With such limited time left and still 15 yards from field goal range, it forced Miller Moss to push a ball downfield in a way completely unnecessary if the Trojans utilized a timeout with 35-40 seconds left. If you told any Trojan fan, we could fast forward the game to be tied with 2:53 left in the fourth and USC in possession of the ball only needing a field goal to win, everyone would have ecstatically taken that scenario. Of course, that was predicated on Riley actually being rational.

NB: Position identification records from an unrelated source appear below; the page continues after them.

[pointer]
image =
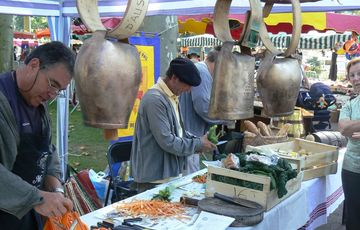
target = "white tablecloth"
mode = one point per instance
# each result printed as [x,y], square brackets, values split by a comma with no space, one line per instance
[307,208]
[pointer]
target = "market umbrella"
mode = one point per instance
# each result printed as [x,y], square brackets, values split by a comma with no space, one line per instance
[23,35]
[42,33]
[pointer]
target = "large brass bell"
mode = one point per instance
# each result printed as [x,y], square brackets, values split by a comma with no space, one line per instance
[232,94]
[279,75]
[108,71]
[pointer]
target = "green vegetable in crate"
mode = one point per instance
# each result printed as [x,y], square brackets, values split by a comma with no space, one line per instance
[163,195]
[212,134]
[279,174]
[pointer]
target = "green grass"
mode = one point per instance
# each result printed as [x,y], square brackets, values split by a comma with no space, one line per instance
[87,146]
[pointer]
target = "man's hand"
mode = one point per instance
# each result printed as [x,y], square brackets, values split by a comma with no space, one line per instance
[207,146]
[356,135]
[55,204]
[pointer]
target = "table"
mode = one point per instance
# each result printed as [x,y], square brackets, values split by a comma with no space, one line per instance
[307,208]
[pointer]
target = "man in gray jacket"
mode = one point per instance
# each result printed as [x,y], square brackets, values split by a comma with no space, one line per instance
[195,106]
[29,165]
[161,144]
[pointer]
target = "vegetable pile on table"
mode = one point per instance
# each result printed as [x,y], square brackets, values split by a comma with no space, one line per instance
[279,174]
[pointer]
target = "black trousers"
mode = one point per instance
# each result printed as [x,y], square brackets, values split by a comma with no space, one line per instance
[31,221]
[351,187]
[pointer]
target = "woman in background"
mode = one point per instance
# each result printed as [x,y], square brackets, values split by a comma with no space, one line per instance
[349,126]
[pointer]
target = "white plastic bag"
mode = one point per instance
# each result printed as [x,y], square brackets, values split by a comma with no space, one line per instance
[100,183]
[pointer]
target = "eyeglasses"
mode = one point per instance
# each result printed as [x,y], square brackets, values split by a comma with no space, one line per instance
[52,88]
[352,75]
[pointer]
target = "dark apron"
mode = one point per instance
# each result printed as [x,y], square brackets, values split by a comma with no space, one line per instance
[30,165]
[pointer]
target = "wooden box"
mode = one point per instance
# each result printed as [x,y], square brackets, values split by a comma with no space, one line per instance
[319,159]
[266,197]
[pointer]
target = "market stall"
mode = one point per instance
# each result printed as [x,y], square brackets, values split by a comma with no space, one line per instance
[307,208]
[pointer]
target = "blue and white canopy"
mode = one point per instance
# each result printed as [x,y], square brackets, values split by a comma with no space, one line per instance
[281,41]
[157,7]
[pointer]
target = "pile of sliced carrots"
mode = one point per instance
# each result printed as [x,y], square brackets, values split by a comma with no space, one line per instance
[152,208]
[200,178]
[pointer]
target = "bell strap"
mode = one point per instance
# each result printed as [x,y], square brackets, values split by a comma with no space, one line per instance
[133,17]
[251,28]
[296,32]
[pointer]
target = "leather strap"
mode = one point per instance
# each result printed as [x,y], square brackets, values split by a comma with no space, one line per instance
[134,15]
[89,14]
[132,20]
[221,22]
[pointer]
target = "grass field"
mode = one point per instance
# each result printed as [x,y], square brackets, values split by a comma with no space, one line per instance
[87,146]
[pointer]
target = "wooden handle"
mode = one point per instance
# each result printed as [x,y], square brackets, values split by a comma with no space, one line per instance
[132,20]
[221,21]
[111,134]
[89,14]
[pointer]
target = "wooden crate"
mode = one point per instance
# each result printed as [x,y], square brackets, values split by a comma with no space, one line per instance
[267,198]
[321,161]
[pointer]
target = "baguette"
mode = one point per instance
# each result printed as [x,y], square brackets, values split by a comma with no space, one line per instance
[284,129]
[263,128]
[251,127]
[249,134]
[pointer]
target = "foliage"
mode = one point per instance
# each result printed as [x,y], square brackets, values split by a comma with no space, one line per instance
[314,64]
[87,146]
[37,23]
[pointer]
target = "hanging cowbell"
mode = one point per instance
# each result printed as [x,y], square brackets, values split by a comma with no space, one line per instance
[279,75]
[108,71]
[232,94]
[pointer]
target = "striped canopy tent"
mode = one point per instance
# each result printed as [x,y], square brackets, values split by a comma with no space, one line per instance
[275,23]
[312,41]
[281,41]
[205,40]
[59,13]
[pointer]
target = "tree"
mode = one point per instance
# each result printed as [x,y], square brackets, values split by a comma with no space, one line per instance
[314,64]
[36,23]
[6,42]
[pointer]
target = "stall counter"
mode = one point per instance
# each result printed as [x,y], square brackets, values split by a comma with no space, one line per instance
[307,208]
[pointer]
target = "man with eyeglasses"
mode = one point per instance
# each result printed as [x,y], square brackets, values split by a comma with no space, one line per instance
[29,164]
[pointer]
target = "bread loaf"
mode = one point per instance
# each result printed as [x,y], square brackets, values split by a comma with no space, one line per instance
[284,129]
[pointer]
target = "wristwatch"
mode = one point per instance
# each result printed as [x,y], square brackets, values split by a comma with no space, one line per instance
[58,190]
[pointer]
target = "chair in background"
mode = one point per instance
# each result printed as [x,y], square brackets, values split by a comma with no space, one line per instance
[321,119]
[118,153]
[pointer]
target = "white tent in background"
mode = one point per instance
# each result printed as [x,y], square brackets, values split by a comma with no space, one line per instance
[59,13]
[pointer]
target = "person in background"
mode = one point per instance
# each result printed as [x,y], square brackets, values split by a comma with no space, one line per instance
[194,57]
[161,144]
[349,126]
[194,106]
[29,164]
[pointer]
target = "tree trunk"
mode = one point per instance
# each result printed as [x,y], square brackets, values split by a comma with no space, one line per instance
[166,27]
[6,43]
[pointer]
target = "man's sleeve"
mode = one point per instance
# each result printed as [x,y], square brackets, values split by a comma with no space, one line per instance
[156,113]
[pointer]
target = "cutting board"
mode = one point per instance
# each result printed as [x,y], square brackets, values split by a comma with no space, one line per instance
[243,216]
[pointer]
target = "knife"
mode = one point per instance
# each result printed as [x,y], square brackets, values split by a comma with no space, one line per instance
[221,142]
[238,201]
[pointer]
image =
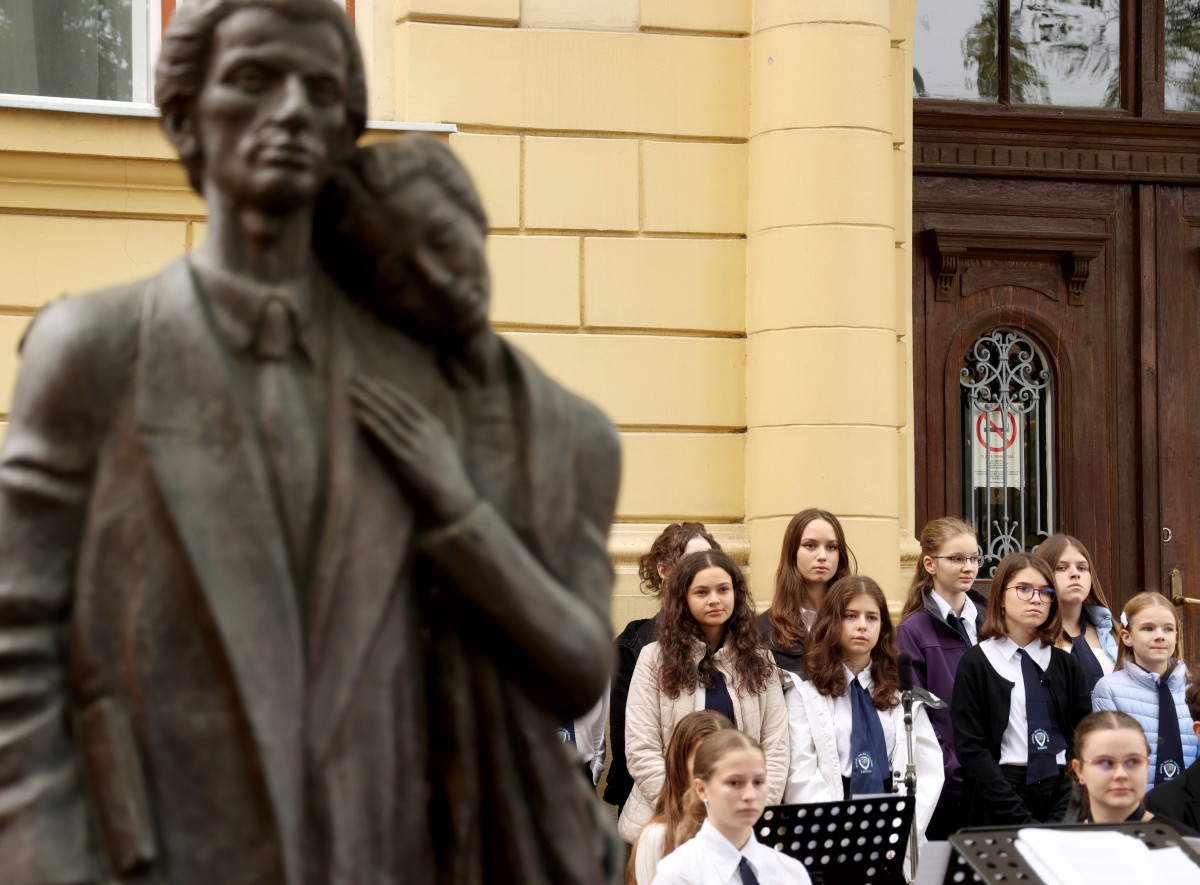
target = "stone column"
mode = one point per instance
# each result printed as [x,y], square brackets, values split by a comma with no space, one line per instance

Lost in the stunning ineptitude of the game’s conclusion was Riley’s unimaginative and ineffective play-calling to close drives in the second quarter. Three times the Trojans had a chance to go up three scores, up 14-3 with the ball in plus territory after the Stephens interception, leading 17-3 with the ball two possessions later, and finally holding a 17-6 advantage again in plus territory on the last drive of the half.
The inability to stretch to three scores allowed the Nittany Lions to stay offensively composed and balanced to start the second half and ultimately enabled the lead to erode swiftly after halftime. It’s shocking that an offensive genius still can’t comprehend how to manufacture additional possessions via his expertise.
Moving forward, the rest of the Trojans 2024 season is a glorified preseason for 2025, which now serves as Lincoln Riley’s make-it or break-it year. If, in this day and age by year four, Riley can’t get USC to playoff caliber, then he’s not an elite coach, or this is no longer an elite program…or both.